While it's just my opinion, I'm fairly confident that thousands of truck tires and casings are unnecessarily scrapped on an annual basis because the sidewall rubber starts to develop small cracks. The weather-checking or “dry-rot,” as it's known, poses no risk to the performance of the casing in its minor stages. In fact, in order for it to result in any damage, it must extend to the steel body cables or be greater than 2/32 of an inch deep. Of course, not all sidewall cracks should be ignored. Large circumferential cracks about an inch above the rim flange and small cracks near the shoulder should be inspected by a tire professional. But just like the theory that all roadside tire debris is the result of faulty retreads, the court of public opinion has already determined that all tires with sidewall cracks should be immediately removed from service.
Tire manufacturers have made incredible advances in developing rubber compounds that are resistant to the effects of ozone and ultraviolet (UV) rays, but most will still develop some cosmetic cracking as they age even when perfectly maintained and stored indoors. While age plays a role, it's not the only factor.

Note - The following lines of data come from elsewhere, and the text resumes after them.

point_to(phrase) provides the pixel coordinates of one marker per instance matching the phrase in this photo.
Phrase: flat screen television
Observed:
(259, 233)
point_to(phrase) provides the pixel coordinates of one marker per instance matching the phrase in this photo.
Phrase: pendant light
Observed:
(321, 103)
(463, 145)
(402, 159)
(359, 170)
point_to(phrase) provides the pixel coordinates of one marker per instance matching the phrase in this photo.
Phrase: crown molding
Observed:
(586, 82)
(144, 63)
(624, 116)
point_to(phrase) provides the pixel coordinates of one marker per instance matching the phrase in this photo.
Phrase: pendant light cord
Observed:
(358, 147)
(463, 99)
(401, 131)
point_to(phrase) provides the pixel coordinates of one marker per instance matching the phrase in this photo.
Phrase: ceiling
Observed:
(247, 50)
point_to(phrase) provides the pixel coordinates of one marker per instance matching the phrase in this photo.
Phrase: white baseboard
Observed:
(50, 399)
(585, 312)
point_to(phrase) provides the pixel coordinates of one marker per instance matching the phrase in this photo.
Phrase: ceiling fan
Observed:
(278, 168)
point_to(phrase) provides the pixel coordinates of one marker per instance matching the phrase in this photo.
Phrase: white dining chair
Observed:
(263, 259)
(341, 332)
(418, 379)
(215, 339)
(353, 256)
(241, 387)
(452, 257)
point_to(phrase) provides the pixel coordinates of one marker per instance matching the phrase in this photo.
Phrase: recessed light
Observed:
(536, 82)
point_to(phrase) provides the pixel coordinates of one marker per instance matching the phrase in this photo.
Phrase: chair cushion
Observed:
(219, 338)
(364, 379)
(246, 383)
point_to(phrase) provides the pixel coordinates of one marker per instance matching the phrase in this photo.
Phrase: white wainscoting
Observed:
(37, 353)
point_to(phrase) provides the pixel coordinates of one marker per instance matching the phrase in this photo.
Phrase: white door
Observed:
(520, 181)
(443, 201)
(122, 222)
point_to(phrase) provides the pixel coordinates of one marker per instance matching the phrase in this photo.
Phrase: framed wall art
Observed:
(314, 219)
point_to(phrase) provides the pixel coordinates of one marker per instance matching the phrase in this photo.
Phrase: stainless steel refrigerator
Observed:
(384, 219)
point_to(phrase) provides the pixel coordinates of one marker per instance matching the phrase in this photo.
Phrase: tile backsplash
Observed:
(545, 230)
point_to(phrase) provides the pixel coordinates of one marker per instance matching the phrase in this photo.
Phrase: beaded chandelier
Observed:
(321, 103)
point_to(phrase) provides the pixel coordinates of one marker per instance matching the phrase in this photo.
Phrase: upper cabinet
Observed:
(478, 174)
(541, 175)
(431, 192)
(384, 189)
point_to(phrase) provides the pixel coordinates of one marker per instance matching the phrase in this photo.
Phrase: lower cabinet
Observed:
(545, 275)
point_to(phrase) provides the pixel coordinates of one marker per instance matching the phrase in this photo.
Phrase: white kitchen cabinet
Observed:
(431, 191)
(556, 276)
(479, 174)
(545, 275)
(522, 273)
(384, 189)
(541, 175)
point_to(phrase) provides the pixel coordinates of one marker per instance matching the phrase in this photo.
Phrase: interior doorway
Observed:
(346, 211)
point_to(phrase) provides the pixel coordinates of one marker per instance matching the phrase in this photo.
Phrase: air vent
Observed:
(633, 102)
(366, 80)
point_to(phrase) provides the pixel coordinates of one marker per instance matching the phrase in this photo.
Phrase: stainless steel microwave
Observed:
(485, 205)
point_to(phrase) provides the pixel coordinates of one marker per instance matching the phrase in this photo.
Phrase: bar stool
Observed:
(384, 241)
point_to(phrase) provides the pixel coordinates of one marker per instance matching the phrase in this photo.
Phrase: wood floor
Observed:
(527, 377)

I've seen six-year-old casings with very minor weather-checking and three-year-old original tread tires with cracks so numerous and deep I was amazed that the tire was still inflated.

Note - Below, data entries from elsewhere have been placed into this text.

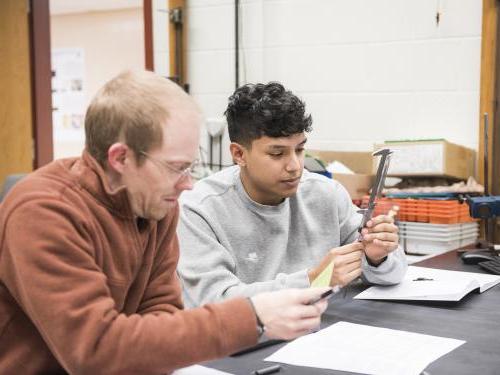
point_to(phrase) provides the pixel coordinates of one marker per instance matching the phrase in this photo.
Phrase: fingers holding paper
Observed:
(287, 314)
(339, 267)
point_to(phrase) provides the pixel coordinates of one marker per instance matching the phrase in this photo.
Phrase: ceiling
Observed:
(82, 6)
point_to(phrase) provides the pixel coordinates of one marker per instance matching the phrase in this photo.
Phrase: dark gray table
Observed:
(476, 319)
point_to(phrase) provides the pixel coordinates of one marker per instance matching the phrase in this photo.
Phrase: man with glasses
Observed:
(266, 224)
(88, 251)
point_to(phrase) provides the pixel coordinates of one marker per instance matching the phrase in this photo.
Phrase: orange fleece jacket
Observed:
(87, 288)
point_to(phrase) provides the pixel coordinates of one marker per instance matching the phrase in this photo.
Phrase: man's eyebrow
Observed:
(281, 147)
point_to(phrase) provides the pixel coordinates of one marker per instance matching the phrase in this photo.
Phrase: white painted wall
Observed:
(160, 37)
(113, 40)
(369, 70)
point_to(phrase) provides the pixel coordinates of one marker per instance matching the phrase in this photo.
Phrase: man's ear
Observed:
(117, 155)
(238, 153)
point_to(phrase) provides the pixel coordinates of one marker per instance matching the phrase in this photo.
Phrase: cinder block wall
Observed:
(369, 70)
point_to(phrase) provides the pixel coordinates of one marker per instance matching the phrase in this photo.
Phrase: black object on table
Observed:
(474, 319)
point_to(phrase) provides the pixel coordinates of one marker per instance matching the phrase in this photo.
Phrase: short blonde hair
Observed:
(132, 108)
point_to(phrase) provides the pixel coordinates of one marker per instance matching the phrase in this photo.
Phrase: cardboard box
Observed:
(429, 158)
(358, 184)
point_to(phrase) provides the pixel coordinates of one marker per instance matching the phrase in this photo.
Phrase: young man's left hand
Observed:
(380, 237)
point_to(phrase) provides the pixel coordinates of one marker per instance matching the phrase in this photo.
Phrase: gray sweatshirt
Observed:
(233, 246)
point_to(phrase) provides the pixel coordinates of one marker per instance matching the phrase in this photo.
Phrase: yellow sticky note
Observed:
(324, 277)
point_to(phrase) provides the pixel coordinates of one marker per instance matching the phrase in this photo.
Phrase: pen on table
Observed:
(268, 370)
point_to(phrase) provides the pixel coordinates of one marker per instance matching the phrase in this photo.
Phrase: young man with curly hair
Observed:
(266, 223)
(88, 251)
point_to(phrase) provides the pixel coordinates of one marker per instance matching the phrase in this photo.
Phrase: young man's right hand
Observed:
(287, 314)
(346, 264)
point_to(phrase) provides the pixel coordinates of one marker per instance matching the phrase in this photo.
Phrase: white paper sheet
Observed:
(441, 285)
(199, 370)
(364, 349)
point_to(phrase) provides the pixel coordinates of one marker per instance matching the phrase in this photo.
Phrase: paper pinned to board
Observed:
(324, 277)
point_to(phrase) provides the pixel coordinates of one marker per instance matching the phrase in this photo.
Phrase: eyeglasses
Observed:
(192, 170)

While it's human nature to be skeptical of the casing's integrity, it bears repeating that the cracks typically need to be 2/32 of an inch deep in order for there to be any concern. Unfortunately, the law enforcement community will instinctively be drawn to tires with severe weather-checking, so fleets and operators are forced to take steps to prevent them from being left in service. Since it's inevitable, the first key to preventing this from turning into a blinking red light that screams “inspect me” is to make sure the tires get regular exercise.
As I mentioned previously, chemicals are added to rubber compounds to combat the effects of ozone and UV light. In order for those additives to minimize or prevent weather-checking, however, the tires must be periodically operated so the rubber flexes and remains pliable. The longer the tires sit, the more susceptible they become to weather-checking, so fleets need to find ways to rotate idle equipment into service. And companies that purchase used tractors or trailers should also carefully inspect the tires because in some cases they may need to be replaced.
Another factor that contributes to weather-checking is the excessive use of protective sidewall “dressings” and caustic tire cleaners. Most of these products actually contribute to the problem by drawing the chemicals to the surface and away from the rubber. It's also important to note that prolonged underinflation and heat damage can increase the rate and severity of the cracking so basic maintenance is vital. Since weather-checking is unavoidable, fleets and drivers should not be alarmed when small cosmetic cracks start appearing on the sidewall. If there is any doubt, contact the tire manufacturer or a tire professional for their assessment before scrapping the tire.